S. 2041 also includes certain limitations on voucher eligibility and use. For example, a Neonatal Drug Exclusivity Voucher would only be available to a sponsor that submits a marketing application after the enactment of S. 2041. In addition, the bill provides that FDA “shall limit grants of exclusivity under [proposed FDC Act § 530] to drugs that are not required to complete neonatal studies under section 505B,” the Pediatric Research Equity Act. And in case anyone thinks about “voucher stacking” (i.e., combining a PRV with a Neonatal Drug Exclusivity Voucher), think again. S. 2041 says that “ [a] sponsor may not use a neonatal exclusivity voucher on a product for which the sponsor also intends to use a voucher obtained or purchased pursuant to section 524 or section 529.”
As one person (likely Pablo Picasso) once said: “Good artists copy, great artists steal.” That’s a nice way to characterize the Promoting Life-Saving New Therapies for Neonates Act of 2015. Senator Casey has taken a pinch of the PRV and a pinch of the concepts underlying “wildcard exclusivity,” mixed them together, and came up with something new.

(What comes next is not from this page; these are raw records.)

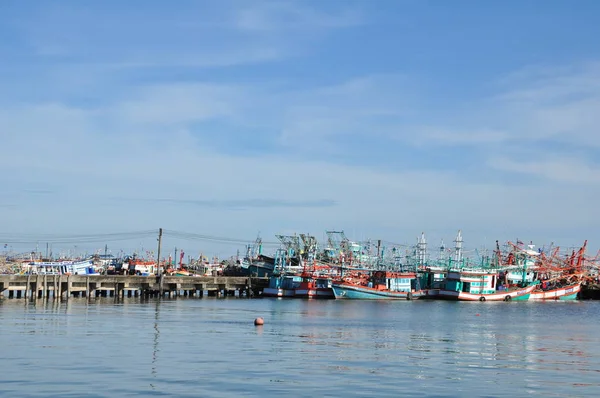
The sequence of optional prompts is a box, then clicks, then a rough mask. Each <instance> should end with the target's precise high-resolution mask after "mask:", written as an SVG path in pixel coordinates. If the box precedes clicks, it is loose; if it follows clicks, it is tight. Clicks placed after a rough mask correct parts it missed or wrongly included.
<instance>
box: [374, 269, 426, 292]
mask: <svg viewBox="0 0 600 398" xmlns="http://www.w3.org/2000/svg"><path fill="white" fill-rule="evenodd" d="M417 284H418V281H417V279H416V274H414V273H397V272H389V271H376V272H374V273H373V274H372V275H371V278H370V281H369V287H372V288H375V289H378V290H389V291H390V292H412V291H413V290H419V289H417Z"/></svg>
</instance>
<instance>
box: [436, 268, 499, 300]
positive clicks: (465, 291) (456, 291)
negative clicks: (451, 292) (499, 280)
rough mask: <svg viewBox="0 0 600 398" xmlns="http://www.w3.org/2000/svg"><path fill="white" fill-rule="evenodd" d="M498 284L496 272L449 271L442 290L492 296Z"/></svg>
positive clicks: (495, 290)
mask: <svg viewBox="0 0 600 398" xmlns="http://www.w3.org/2000/svg"><path fill="white" fill-rule="evenodd" d="M500 282H501V281H499V278H498V275H497V274H496V272H488V271H450V272H448V275H447V276H446V283H445V285H446V286H445V288H444V290H450V291H455V292H464V293H470V294H494V293H496V289H498V284H499V283H500Z"/></svg>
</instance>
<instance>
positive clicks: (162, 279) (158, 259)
mask: <svg viewBox="0 0 600 398" xmlns="http://www.w3.org/2000/svg"><path fill="white" fill-rule="evenodd" d="M161 242H162V228H159V229H158V254H157V259H156V266H157V267H158V289H159V291H160V296H161V297H162V295H163V273H162V268H161V267H160V244H161Z"/></svg>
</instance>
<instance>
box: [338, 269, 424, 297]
mask: <svg viewBox="0 0 600 398" xmlns="http://www.w3.org/2000/svg"><path fill="white" fill-rule="evenodd" d="M332 288H333V293H334V295H335V298H336V299H366V300H411V299H413V298H419V297H421V296H424V294H425V292H424V291H422V290H421V288H420V283H419V280H418V279H417V274H416V273H415V272H393V271H371V272H369V273H368V274H367V275H366V277H365V276H364V275H360V276H358V278H356V277H346V278H344V279H343V280H341V281H336V282H334V283H333V284H332Z"/></svg>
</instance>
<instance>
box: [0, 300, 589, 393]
mask: <svg viewBox="0 0 600 398" xmlns="http://www.w3.org/2000/svg"><path fill="white" fill-rule="evenodd" d="M425 304H426V305H423V303H419V302H413V303H408V304H407V303H406V302H401V303H397V304H394V303H368V302H344V303H341V302H335V301H330V302H326V303H322V302H318V301H313V302H302V301H295V300H287V301H285V300H279V301H277V300H266V299H265V300H208V299H200V300H185V299H184V300H172V301H171V300H169V301H160V302H159V301H158V300H156V301H148V302H141V301H138V300H136V299H131V300H128V299H126V300H124V301H123V302H120V303H117V304H115V303H112V302H110V300H108V301H105V300H102V299H100V300H97V301H92V302H89V303H88V302H87V301H86V300H77V299H76V300H69V302H62V303H53V302H51V301H50V302H46V303H43V302H38V303H35V302H32V303H28V304H26V305H23V302H19V301H16V300H15V301H13V302H3V303H2V304H1V312H0V317H2V319H3V328H4V329H3V333H2V335H0V343H2V347H3V358H4V359H5V361H8V362H7V363H11V364H16V365H17V366H6V367H5V368H3V381H6V383H3V384H0V395H5V396H24V395H29V396H36V395H37V396H49V395H56V396H61V395H65V394H66V393H68V392H70V393H71V394H74V395H79V396H81V395H86V392H88V391H92V390H93V389H94V388H100V389H101V391H103V392H104V393H105V394H107V395H115V396H123V395H136V394H137V395H147V394H164V395H175V396H186V395H187V396H198V395H203V396H232V395H239V396H248V395H255V396H260V395H275V394H288V395H292V396H307V395H309V393H310V395H315V391H318V395H322V396H326V395H328V396H373V395H377V396H384V395H389V396H400V395H420V396H444V395H445V396H448V395H453V396H471V395H485V394H488V395H491V396H509V395H511V396H515V395H516V396H522V395H525V394H532V395H545V396H553V395H554V396H556V395H561V394H562V395H569V394H570V395H577V396H583V395H586V394H594V392H595V391H596V389H597V388H598V379H599V376H600V375H599V373H600V348H599V347H600V344H599V342H600V338H599V336H600V325H598V323H597V322H596V321H595V319H597V316H598V315H599V314H600V303H589V304H584V305H577V306H568V307H566V306H548V305H542V306H537V305H534V306H529V305H525V306H524V305H512V304H513V303H511V304H510V305H487V304H489V303H487V304H486V305H479V304H475V305H460V304H456V303H435V302H430V303H425ZM161 307H162V308H161ZM566 308H569V311H570V312H565V309H566ZM476 314H480V315H479V316H477V315H476ZM257 316H261V317H264V318H265V325H264V326H260V327H256V326H254V325H253V320H254V318H256V317H257ZM546 320H552V322H549V321H546ZM167 337H168V338H167ZM65 358H68V361H67V360H65ZM32 373H35V374H36V378H35V380H34V381H33V382H32V381H31V378H30V377H29V376H28V375H29V374H32ZM90 375H93V377H90ZM107 380H110V383H107ZM10 386H18V387H10ZM65 386H69V388H71V390H70V391H66V390H65ZM15 388H16V390H15Z"/></svg>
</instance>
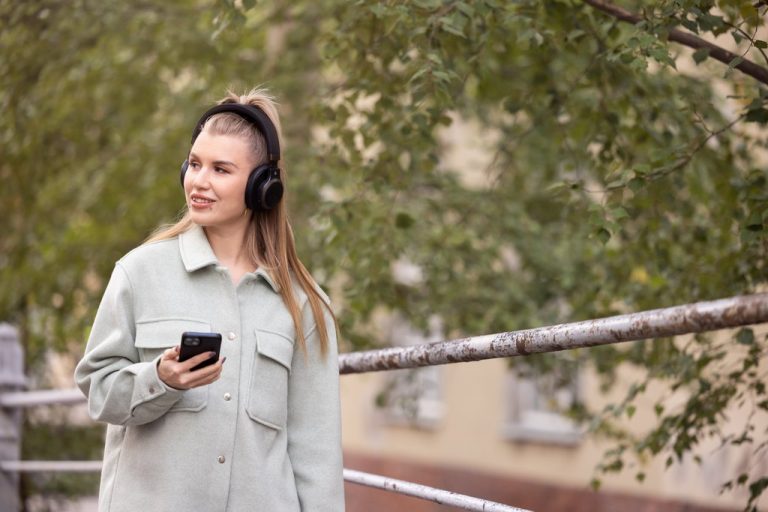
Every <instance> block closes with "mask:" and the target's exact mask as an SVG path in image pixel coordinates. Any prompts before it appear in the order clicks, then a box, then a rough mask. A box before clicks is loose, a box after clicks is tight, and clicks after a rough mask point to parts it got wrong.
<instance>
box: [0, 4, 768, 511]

S. 2041 has been referred to the Senate Committee on Health, Education, Labor, and Pensions. Perhaps we’ll see the bill resurface soon as part of the Senate’s counterpart to the House-passed 21st Century Cures bill. We’re already seeing an uptick in FDA-related legislation introduced in the Senate, perhaps paving the way for the introduction of a larger FDA-related bill (or the release of a draft bill) in the coming weeks. In addition to the Promoting Life-Saving New Therapies for Neonates Act of 2015, we’ve also seen the recent introduction of the Advancing Targeted Therapies for Rare Diseases Act of 2015 (S. 2030), a bill addressing national health security (S. 2055), and legislation addressing drug affordability (S. 2023).